Il faut donc imaginer ce qu’une éventuelle victoire de Donald Trump, le soir du 5 novembre, parfaitement plausible à trois semaines du scrutin, signifierait pour l’Ukraine. Cette fois-ci, contrairement au soir du 3 novembre 2020, il est prêt. Il a un plan pour l’Ukraine. Logiquement, il demandera l’abandon de l’aide militaire américaine à Kiev. Elle ne s’arrêtera pas du jour au lendemain, mais une telle annonce bouleversera brutalement le paysage stratégique : les Européens ne sont pas en mesure de compenser la perte de l’aide américaine. L’armée ukrainienne aura de plus en plus de mal à résister à l’offensive russe.
Trump pourra alors proposer à Vladimir Poutine d’ouvrir des négociations, dans les termes que l’on devine sans peine, puisque les Ukrainiens se trouveraient en position de faiblesse. Ce serait, en réalité, pour l’Ukraine, les pourparlers de la défaite.
La victoire de la force sur le droit
Ne nous leurrons pas. La défaite de l’Ukraine serait aussi la défaite de l’Europe. Car il faut maintenant imaginer les conséquences qu’aurait sur l’Europe une victoire de la Russie dans cette guerre de conquête qu’elle mène depuis dix ans à ce pays auquel elle refuse un destin séparé.

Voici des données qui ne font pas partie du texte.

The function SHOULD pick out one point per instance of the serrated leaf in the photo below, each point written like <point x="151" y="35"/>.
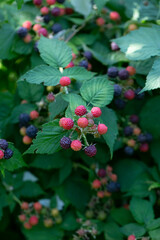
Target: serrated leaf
<point x="97" y="91"/>
<point x="54" y="52"/>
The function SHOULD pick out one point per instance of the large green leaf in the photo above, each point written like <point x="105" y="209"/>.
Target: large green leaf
<point x="97" y="91"/>
<point x="55" y="52"/>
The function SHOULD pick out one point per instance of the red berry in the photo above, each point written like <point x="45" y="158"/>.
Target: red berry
<point x="82" y="122"/>
<point x="76" y="145"/>
<point x="33" y="220"/>
<point x="114" y="16"/>
<point x="80" y="110"/>
<point x="129" y="94"/>
<point x="37" y="206"/>
<point x="67" y="123"/>
<point x="34" y="115"/>
<point x="131" y="70"/>
<point x="1" y="154"/>
<point x="24" y="206"/>
<point x="96" y="111"/>
<point x="102" y="129"/>
<point x="65" y="81"/>
<point x="96" y="184"/>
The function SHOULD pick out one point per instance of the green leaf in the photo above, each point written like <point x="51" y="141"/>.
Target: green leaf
<point x="55" y="52"/>
<point x="43" y="74"/>
<point x="133" y="228"/>
<point x="30" y="92"/>
<point x="84" y="6"/>
<point x="140" y="44"/>
<point x="109" y="118"/>
<point x="97" y="91"/>
<point x="142" y="210"/>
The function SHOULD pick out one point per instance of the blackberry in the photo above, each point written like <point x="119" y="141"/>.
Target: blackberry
<point x="112" y="72"/>
<point x="8" y="153"/>
<point x="90" y="150"/>
<point x="31" y="131"/>
<point x="3" y="144"/>
<point x="65" y="142"/>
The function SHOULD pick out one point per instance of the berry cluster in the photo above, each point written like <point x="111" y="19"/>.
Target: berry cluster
<point x="26" y="130"/>
<point x="5" y="152"/>
<point x="84" y="124"/>
<point x="34" y="213"/>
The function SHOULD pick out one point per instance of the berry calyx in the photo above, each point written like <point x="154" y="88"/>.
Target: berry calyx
<point x="76" y="145"/>
<point x="65" y="81"/>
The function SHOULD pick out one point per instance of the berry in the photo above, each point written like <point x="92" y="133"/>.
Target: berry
<point x="80" y="110"/>
<point x="65" y="142"/>
<point x="96" y="111"/>
<point x="144" y="147"/>
<point x="8" y="153"/>
<point x="57" y="27"/>
<point x="96" y="184"/>
<point x="34" y="115"/>
<point x="33" y="220"/>
<point x="82" y="122"/>
<point x="22" y="32"/>
<point x="114" y="16"/>
<point x="3" y="144"/>
<point x="84" y="63"/>
<point x="76" y="145"/>
<point x="129" y="150"/>
<point x="65" y="81"/>
<point x="55" y="11"/>
<point x="129" y="94"/>
<point x="128" y="131"/>
<point x="37" y="206"/>
<point x="31" y="131"/>
<point x="67" y="123"/>
<point x="100" y="21"/>
<point x="1" y="154"/>
<point x="123" y="74"/>
<point x="88" y="55"/>
<point x="117" y="90"/>
<point x="114" y="46"/>
<point x="24" y="206"/>
<point x="102" y="129"/>
<point x="134" y="119"/>
<point x="90" y="151"/>
<point x="43" y="31"/>
<point x="131" y="70"/>
<point x="27" y="140"/>
<point x="101" y="173"/>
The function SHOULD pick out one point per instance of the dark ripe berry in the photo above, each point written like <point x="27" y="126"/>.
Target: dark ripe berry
<point x="55" y="11"/>
<point x="142" y="138"/>
<point x="117" y="90"/>
<point x="84" y="63"/>
<point x="123" y="74"/>
<point x="57" y="27"/>
<point x="3" y="144"/>
<point x="46" y="18"/>
<point x="22" y="32"/>
<point x="24" y="119"/>
<point x="120" y="103"/>
<point x="134" y="119"/>
<point x="129" y="150"/>
<point x="113" y="187"/>
<point x="88" y="55"/>
<point x="65" y="142"/>
<point x="112" y="72"/>
<point x="101" y="173"/>
<point x="31" y="131"/>
<point x="128" y="131"/>
<point x="90" y="150"/>
<point x="8" y="153"/>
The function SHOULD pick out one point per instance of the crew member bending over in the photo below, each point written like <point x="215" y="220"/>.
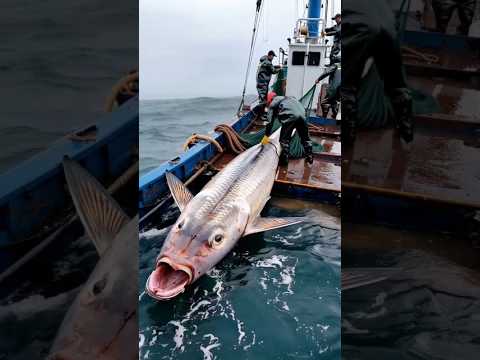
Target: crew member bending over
<point x="291" y="114"/>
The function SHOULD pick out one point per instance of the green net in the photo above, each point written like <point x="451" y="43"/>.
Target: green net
<point x="307" y="99"/>
<point x="296" y="147"/>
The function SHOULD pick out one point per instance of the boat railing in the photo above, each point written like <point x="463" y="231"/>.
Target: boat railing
<point x="309" y="30"/>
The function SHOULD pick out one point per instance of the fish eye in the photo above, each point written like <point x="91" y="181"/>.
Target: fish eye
<point x="215" y="240"/>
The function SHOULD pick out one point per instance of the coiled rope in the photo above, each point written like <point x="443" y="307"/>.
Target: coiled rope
<point x="235" y="143"/>
<point x="408" y="52"/>
<point x="123" y="85"/>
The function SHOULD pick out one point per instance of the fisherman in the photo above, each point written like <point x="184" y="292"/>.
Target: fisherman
<point x="374" y="91"/>
<point x="264" y="74"/>
<point x="291" y="114"/>
<point x="444" y="10"/>
<point x="336" y="32"/>
<point x="334" y="74"/>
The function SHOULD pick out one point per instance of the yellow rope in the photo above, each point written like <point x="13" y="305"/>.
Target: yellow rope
<point x="195" y="137"/>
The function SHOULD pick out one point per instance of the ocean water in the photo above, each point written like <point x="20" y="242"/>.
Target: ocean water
<point x="58" y="63"/>
<point x="275" y="296"/>
<point x="428" y="308"/>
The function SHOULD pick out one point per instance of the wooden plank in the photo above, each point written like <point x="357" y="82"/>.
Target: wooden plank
<point x="434" y="167"/>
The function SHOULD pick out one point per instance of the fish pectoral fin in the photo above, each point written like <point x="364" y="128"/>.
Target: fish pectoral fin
<point x="180" y="193"/>
<point x="99" y="213"/>
<point x="264" y="224"/>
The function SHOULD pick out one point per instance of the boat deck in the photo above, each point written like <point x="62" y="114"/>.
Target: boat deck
<point x="441" y="163"/>
<point x="323" y="174"/>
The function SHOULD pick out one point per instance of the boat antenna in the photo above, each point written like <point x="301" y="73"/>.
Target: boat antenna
<point x="256" y="23"/>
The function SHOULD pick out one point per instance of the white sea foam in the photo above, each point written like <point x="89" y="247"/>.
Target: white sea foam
<point x="179" y="333"/>
<point x="35" y="304"/>
<point x="241" y="333"/>
<point x="193" y="308"/>
<point x="213" y="343"/>
<point x="141" y="340"/>
<point x="152" y="233"/>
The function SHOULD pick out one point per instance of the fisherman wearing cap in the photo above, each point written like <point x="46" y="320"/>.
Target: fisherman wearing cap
<point x="336" y="32"/>
<point x="332" y="98"/>
<point x="291" y="114"/>
<point x="264" y="74"/>
<point x="374" y="92"/>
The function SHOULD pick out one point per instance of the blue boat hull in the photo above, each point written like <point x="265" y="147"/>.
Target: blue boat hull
<point x="33" y="195"/>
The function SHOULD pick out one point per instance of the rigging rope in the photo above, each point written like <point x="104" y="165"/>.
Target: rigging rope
<point x="256" y="24"/>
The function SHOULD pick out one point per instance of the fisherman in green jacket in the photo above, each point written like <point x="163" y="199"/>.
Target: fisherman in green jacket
<point x="334" y="74"/>
<point x="291" y="114"/>
<point x="444" y="10"/>
<point x="264" y="75"/>
<point x="336" y="32"/>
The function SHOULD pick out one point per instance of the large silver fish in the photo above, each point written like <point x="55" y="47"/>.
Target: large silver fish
<point x="211" y="223"/>
<point x="102" y="322"/>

Dans ce scénario, une première question s’impose à propos des négociations : les Européens y participeraient-ils ? Leur présence est sans doute le cadet des soucis de l’équipe Trump, qui n’a que mépris pour l’Union européenne et se voit sans scrupule régler le sort de l’Ukraine directement avec Moscou. « Ce sera déjà bien si les Ukrainiens sont invités à la table des négociations », ironise un expert démocrate américain. Voilà donc un premier camouflet pour l’Europe, pourtant bien plus directement concernée que les Etats-Unis par ce conflit sur son propre continent. Il n’est pas dit, d’ailleurs, qu’une administration démocrate, en cas de victoire de Kamala Harris, ait prévu d’associer davantage les Européens à une éventuelle négociation ; interrogée sur ce point par CBS le 7 octobre, la candidate démocrate s’est bornée à dire qu’elle ne négocierait pas avec Poutine sans les Ukrainiens. Elle n’a mentionné personne d’autre.